Set Clear Expectations for Assignments
When designing assignments, it is important to be explicit about your expectations for academic integrity. Outline what learners should and should not do when completing the task. For instance, if you do not want them to collaborate on a particular assignment, state that clearly. Provide examples and resources to guide learners on how to properly cite sources or avoid plagiarism. Be specific with your expectations and share why you have specific policies in place. For instance, if you want to discourage the use of generative AI in particular assignments, call out the ways it can and cannot be used. As an example, you might tell learners they can use generative AI to help form an outline or check their grammar in their finished assignment, but not to generate the body text. Share the purpose behind the policy, in this case it might be something about how a writing assignment is their opportunity to synthesize their learning and cement specific course concepts. This kind of transparency shows respect for the tools and the learning process, while also clearly outlining for learners what is acceptable.

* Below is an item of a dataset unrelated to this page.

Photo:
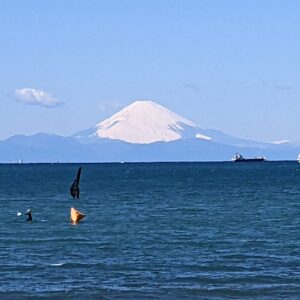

Encourage Conversations About Integrity
Creating opportunities for learners to engage in discussions about academic integrity can help solidify these concepts in their minds. You can incorporate forums or discussion boards where learners can share their thoughts and experiences related to integrity. This also gives them a chance to ask questions and seek clarification on any concerns they may have. Encourage open dialogue between instructors and learners regarding academic integrity and any related concerns. These conversations can also extend beyond the classroom, exploring how integrity applies in your field or career paths. By connecting academic integrity to real-world scenarios, you help learners understand its relevance and importance in their professional lives.
Foster a Supportive Learning Environment
A supportive learning environment can help reinforce academic integrity by making learners feel comfortable asking questions and seeking guidance. Offer resources like definitions, guides, or access to mentors who can provide additional support. When learners know they have access to help, they are more likely to adhere to integrity standards. With generative AI in the learning landscape, we will inevitably encounter more “gray areas” in academic integrity. Be honest with your learners about your concerns and your hopes. Being open to conversations can only enhance the learning experience and the integrity in your courses.
We all play a role in cultivating a culture of academic integrity in online courses. By documenting a clear plan, weaving integrity into the course content, setting clear expectations, encouraging conversations, and providing support, you can create an environment where honesty and ethical behavior are valued and upheld. This not only benefits learners during their academic journey but also helps them develop skills and values that will serve them well in their future careers.